Wednesday, April 20, 2005

Earth Day is Each Now, Stuff to Consider Doing

EARTH DAY POSSIBILITIES
Every day we eat food created on and in the soil of this magnificent planet is a day to be grateful for the Earth. Every breath we take in brings in oxygen to our lungs, oxygen created by the forests of the world, by our local oak trees, by your backyard roses, even by the lowly weeds, many of which --- mallow, dock, purslane, chickweed, pigweed – are far more nutritious than “normal” fare.

So every day we eat is Earth Day, and every moment we breathe is Earth Moment. To live a life disconnected from this awareness is, in my opinion, to live less than a full life. Here are a few suggestions for our Earth Life:

• Get around on foot or bike. Savor the chance to slow down, see other people, enjoy the sky, feel your body moving and smell the literal as well as proverbial roses.

• Give yourself one Amish Day a week. Take one day a week and on that day be car free, television free, computer free and free of refined and processed food.

• Hang your clothes to dry on a clothes line. It’s easy, fun, and pleasant for you, for your clothes and for the Earth.

• As much as possible buy and eat only organic food. Why pay a farmer to poison the soil, air and the farm workers by buying conventional food?

• Grow your own food, organically, building up your soil with compost, with mulch, with rock dust, with crushed oyster shell, with love and mindful attention. One reason for obesity in this country, is that the food grown on poor soil is so lacking in nutrition that bodies eating it are essentially starving, and so they attempt to eat vast quantities even to get a smidgeon of real nutritional value.
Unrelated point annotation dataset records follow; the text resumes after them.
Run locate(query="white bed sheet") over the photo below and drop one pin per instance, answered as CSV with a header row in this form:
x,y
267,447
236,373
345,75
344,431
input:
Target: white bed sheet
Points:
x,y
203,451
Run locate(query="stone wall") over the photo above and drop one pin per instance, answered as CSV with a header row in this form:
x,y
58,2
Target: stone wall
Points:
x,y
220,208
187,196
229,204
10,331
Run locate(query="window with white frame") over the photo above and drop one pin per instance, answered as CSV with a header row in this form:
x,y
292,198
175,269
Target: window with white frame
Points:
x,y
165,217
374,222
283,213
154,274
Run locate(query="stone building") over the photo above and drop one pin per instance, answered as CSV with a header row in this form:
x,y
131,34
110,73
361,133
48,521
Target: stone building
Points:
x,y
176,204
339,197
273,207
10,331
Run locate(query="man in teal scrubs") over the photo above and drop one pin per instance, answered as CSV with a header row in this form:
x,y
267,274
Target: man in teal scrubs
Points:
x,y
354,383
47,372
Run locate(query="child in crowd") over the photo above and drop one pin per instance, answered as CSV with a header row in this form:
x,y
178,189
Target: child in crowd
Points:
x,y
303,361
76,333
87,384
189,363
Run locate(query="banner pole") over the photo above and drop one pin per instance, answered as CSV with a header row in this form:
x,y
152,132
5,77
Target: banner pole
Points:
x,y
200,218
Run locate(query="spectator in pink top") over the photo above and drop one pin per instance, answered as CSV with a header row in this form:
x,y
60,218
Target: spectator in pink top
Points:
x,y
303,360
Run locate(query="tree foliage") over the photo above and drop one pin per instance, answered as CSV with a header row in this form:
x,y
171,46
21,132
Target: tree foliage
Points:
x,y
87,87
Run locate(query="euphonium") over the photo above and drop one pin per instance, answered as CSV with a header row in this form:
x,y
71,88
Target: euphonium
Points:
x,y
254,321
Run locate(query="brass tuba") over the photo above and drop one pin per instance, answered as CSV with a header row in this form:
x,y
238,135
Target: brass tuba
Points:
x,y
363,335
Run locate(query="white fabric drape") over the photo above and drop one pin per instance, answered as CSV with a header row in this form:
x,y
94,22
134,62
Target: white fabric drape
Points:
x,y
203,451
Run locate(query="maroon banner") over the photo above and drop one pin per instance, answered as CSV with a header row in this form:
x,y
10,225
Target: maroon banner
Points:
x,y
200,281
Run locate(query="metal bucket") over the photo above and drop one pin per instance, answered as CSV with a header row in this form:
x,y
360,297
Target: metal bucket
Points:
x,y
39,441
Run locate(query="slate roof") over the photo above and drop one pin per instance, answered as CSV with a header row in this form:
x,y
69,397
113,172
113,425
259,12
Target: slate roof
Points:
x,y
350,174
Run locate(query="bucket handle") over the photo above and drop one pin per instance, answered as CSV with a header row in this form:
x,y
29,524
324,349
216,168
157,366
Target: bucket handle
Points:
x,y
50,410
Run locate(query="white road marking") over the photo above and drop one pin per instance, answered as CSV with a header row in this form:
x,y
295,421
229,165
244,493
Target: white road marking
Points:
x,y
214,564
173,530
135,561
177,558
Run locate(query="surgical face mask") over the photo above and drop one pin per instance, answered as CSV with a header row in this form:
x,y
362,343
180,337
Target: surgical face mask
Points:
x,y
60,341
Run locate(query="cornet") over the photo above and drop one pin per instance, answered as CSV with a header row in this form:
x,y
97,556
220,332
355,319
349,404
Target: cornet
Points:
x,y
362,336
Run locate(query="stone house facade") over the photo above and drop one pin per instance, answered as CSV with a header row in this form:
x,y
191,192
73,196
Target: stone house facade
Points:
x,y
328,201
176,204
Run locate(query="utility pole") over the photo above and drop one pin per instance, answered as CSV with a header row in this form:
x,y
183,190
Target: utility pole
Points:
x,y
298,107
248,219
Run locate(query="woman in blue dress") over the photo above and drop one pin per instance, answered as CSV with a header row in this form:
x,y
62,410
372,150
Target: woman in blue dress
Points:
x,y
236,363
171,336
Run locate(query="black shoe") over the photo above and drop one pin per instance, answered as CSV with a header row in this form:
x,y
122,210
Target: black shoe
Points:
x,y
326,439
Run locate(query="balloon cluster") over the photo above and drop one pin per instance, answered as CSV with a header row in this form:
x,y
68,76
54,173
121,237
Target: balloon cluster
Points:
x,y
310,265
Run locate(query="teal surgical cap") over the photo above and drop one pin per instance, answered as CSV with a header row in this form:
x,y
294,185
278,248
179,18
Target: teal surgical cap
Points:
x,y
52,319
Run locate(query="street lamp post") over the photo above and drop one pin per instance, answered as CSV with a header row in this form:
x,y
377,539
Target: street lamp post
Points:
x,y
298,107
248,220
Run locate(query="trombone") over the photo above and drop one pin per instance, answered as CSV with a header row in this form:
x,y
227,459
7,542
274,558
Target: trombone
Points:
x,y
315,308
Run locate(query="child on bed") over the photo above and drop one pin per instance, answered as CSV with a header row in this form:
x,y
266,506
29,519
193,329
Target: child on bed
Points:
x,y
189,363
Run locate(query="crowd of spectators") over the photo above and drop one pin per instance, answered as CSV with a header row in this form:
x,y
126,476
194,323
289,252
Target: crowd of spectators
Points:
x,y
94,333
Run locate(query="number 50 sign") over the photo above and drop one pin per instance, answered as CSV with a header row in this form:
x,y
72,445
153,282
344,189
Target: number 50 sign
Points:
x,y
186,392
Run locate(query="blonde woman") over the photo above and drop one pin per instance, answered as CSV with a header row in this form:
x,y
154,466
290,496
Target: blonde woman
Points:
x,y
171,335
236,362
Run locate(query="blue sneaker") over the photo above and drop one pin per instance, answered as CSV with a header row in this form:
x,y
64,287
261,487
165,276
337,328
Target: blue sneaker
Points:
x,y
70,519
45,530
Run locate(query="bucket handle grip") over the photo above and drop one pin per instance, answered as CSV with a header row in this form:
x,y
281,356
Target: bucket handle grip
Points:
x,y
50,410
• If you don’t have a backyard to grow your food, consider sharing a plot at a friend’s, or rent a plot at the Garden Park. ( Call Mollyanne at 695-2164). (Now, in 2007, call Tiona at: 996-1267) Ride a bike to the Garden Park, so you don’t have fossil fuel involved in putting food into your mouth.

• Know that if your meat or dairy is not organic, the animal was probably fed genetically engineered corn and soy.

• One woman cured herself of cancer by switching to eating only food that did not come in a package, can or jar. Eliminate most or all packaged food from your household. And throw out the microwave.

• Buy what you don’t grow yourself from the Farmer’s Market, in bags that you recycle again and again and again.

• If you live in town, walk to work ( see earlier smell the roses comments, plus, this may well save you from a heart attack down the line) and ride a bike to market. Do chores mindfully on a bike rather than mindlessly in a car.

• Next time you walk out your door and head automatically to your car, think: am I being a robot now? Then put the keys in back in your pocket and leave behind that explosion-based box for a pleasant stroll under a ceiling five miles high.

• Notice your breathing as you walk, and remember where the oxygen for your lungs came from.

Friday, April 15, 2005

Autos and awakening, an Earth Day tidbit

EARTH DAY AND AWARENESS
The next time you find yourself in your car, about to turn the keys of your ignition, stop a moment, take a breath, and ask: is this a conscious act? Was I aware of walking to the car? Did I notice the weight of the door when I opened it? Do I notice how my bottom and back press into the seat? Am I aware of the nearness of the roof to my head and how far my feet are above the ground?

Or, is the car something of a sleeping act, where we get in, put a picture in our mind of where we want to end up, and go, more or less, on automatic until we get there? Are we in something like a trance as we use this explosion-based box that uses 95% of its energy pulling the box and only 5% moving us?

And what about all that we are missing in this explosion-based box? The trees and the flowers, the green leaf and lawn and blue sky, the ceiling that is five miles above us, not several inches. And the people who we are too isolated from the properly say hello, to smile and receive a smile in return. All this rush, and so much lost in the hurry.

Missing all that pleasure of a ten or fifteen minute walk or bike ride, the simple joy of moving, of freedom from the box, of breathing fresh air and seeing the world in all its immediate glory.

And have we examined this story of “running late,” “too much to do,” and so on, that puts the six minutes saved by driving across town ahead of a life that is lived in the present and in the beauty of nature? Is going slower a “waste of time” or is it reclaiming our lives? Is "time" more important than breath? And what of the health benefits, the heart attacks we can save by getting out of the explosion-based boxes and letting the miraculous body do what it loves to do: move on its own steam, breathing in that good oxygen that the plants and trees are making every day. These explosion-based boxes eat the oxygen, too, it is said at the rate of one gallon of gas eating up the oxygen a baby breathes in its first year of life. Sometimes they are necessary, these car things. Sometimes they are not. Are we awake to the difference?